Become a MacRumors Supporter for $50/year with no ads, ability to filter front page stories, and private forums.
GB6 doesn't scale multi-core linearly, for those of us with tasks that scale well across cores it isn't as good of a measure as measuring our real workloads - I'm waiting to see the large codebase compilation tests.
Sure, loads that scale linearly will be different - from the numbers already posted I'd expect pretty close to even performance between M2 Pro and M3 Pro. But it's the loads that don't scale linearly that are more interesting, from an architectural standpoint. (Obviously, if you're trying to buy something, your own use case is the most interesting.) They're also a lot more common overall.
 
Does Cinebench 2024 measure your workload better?
Not likely - as I said explicitly in my post, I am waiting to see if compilation shows any changes (as I know the Pro was a developer favourite at the last company I worked for) before I decide that these multi-core scores are vindication for the Apple is always right brigade.
 
Sure, loads that scale linearly will be different - from the numbers already posted I'd expect pretty close to even performance between M2 Pro and M3 Pro. But it's the loads that don't scale linearly that are more interesting, from an architectural standpoint. (Obviously, if you're trying to buy something, your own use case is the most interesting.) They're also a lot more common overall.
Even performance is a loss, your new generation should be unequivocally faster than the last or why did you bother? I.e. Why bother with N3B and the M3 Pro if it is such a bad process that they can't build anything better than the M2 Pro? Of course I don't believe N3B is bad, I think it is a fairly good process, I just think Apple made a bad user hostile set of choices with the M3 Pro CPU cores.
 
It is already confirmed that this time even the 14” M3 Max has high power mode option now. It is either the chassis has seen some change, or the thermal behaviour of these chips have improved?
 
I am waiting to see if compilation shows any changes (as I know the Pro was a developer favourite at the last company I worked for) before I decide that these multi-core scores are vindication for the Apple is always right brigade.
If you are concerned about compilation, wouldn't Geekbench Clang be the benchmark that best shows your workload?

From Geekbench 6 CPU Workloads:
The Clang workload uses the Clang compiler to compile the Lua interpreter, a popular opensource language interpreter.
 
@sv8 wondered about the Ultra (and possible quad-chip M3) being on N3E. Their reasoning was incorrect, but I noticed something just a little while ago that bears on that.

Looking at the Max's die shot, where is UltraFusion?? Did they just hide it (IIRC they did in some of the early pictures of the M1 Max)?

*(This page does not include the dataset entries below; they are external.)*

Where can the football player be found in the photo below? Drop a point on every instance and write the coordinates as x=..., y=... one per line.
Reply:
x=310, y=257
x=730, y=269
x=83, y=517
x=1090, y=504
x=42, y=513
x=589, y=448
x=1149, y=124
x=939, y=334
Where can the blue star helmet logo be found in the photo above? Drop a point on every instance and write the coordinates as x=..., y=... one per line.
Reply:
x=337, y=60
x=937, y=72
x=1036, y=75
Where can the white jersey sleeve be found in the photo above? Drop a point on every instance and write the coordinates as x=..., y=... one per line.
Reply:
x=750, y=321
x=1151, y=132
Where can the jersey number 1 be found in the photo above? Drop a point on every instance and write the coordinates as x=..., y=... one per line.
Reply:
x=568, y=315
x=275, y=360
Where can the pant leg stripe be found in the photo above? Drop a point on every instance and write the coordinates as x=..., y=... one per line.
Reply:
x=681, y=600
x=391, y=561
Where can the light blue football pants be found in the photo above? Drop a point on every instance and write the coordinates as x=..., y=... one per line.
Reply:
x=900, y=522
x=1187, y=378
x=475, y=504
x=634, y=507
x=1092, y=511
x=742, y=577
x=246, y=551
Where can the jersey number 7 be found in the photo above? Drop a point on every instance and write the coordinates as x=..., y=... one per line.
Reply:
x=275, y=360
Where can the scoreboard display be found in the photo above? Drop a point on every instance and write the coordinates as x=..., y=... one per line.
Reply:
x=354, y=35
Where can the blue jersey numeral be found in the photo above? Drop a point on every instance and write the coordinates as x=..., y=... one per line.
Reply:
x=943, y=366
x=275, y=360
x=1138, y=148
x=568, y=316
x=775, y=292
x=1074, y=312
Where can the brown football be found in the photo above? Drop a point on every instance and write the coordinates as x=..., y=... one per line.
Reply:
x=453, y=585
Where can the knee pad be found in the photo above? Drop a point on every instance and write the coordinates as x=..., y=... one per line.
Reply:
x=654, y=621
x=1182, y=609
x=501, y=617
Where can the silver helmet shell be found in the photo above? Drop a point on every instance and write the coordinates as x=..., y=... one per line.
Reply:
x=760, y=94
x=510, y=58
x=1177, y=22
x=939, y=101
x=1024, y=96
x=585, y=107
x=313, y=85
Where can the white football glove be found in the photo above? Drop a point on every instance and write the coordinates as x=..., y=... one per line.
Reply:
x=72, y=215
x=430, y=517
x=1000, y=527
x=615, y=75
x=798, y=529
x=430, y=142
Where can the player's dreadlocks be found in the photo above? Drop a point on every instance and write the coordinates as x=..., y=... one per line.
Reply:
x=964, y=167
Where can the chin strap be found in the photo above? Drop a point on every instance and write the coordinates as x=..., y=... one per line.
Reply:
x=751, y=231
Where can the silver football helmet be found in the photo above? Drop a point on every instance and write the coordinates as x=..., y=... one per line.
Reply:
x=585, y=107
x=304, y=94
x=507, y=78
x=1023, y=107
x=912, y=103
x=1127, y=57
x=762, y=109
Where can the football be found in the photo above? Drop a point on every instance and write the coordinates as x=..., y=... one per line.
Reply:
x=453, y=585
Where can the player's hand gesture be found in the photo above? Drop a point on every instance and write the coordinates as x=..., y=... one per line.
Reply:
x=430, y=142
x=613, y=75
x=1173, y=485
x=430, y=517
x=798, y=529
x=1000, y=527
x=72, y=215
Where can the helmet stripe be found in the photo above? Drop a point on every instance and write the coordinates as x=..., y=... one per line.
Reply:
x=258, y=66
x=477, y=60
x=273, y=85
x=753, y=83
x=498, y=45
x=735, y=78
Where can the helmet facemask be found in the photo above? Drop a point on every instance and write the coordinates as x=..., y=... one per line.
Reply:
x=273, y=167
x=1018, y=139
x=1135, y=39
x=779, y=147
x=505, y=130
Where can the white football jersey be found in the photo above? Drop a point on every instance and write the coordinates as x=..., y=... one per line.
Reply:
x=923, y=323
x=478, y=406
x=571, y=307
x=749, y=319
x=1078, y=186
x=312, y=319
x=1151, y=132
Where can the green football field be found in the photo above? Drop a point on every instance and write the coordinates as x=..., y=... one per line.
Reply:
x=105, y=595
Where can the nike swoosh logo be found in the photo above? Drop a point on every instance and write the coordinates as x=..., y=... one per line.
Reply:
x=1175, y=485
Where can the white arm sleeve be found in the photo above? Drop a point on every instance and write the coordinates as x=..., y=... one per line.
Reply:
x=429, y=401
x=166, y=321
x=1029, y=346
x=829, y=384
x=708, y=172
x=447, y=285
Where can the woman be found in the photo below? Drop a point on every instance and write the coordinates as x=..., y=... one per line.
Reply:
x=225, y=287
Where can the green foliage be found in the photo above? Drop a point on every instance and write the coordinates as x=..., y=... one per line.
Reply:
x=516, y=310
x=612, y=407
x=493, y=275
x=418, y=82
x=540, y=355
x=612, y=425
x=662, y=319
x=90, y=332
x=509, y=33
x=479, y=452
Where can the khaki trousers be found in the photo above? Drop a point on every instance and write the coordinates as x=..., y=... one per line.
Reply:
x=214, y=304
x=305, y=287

If so it would have to be at the bottom, under the GPUs and SLC/RAM controllers, which is reasonable.


Apple has been somewhat duplicitous about the Mn Max die twice before. At the Introduction of the M2 Max ....



screen-shot-2023-01-25-at-5-16-22-pm-png.2148256




The "substantively less than truthful" pattern is pretty clear now. They can't "delight and surprise" later if they reveal it so they 'hide it' because it is a 'secret'. Doing it once that works well, Doing it twice is a 'seen that trick before' event , so a not really surprising non-trick. Doing it a third time smacks of a magican that lost their skill to do anything different. It is just a boring part of the 'act'.



But what if there's another explanation?

They've already changed their pattern (if two generations makes a pattern) - the Pro and Max are clearly quite different from each other, not sharing nearly as much of their design as previous generations.

But .... the basic floor plan of the M2 Max and M3 Max do share tons of overlap. Yes, the Pro went in a slightly different direction from its previous iteration, but the Max sticking to the same 'fotmula'.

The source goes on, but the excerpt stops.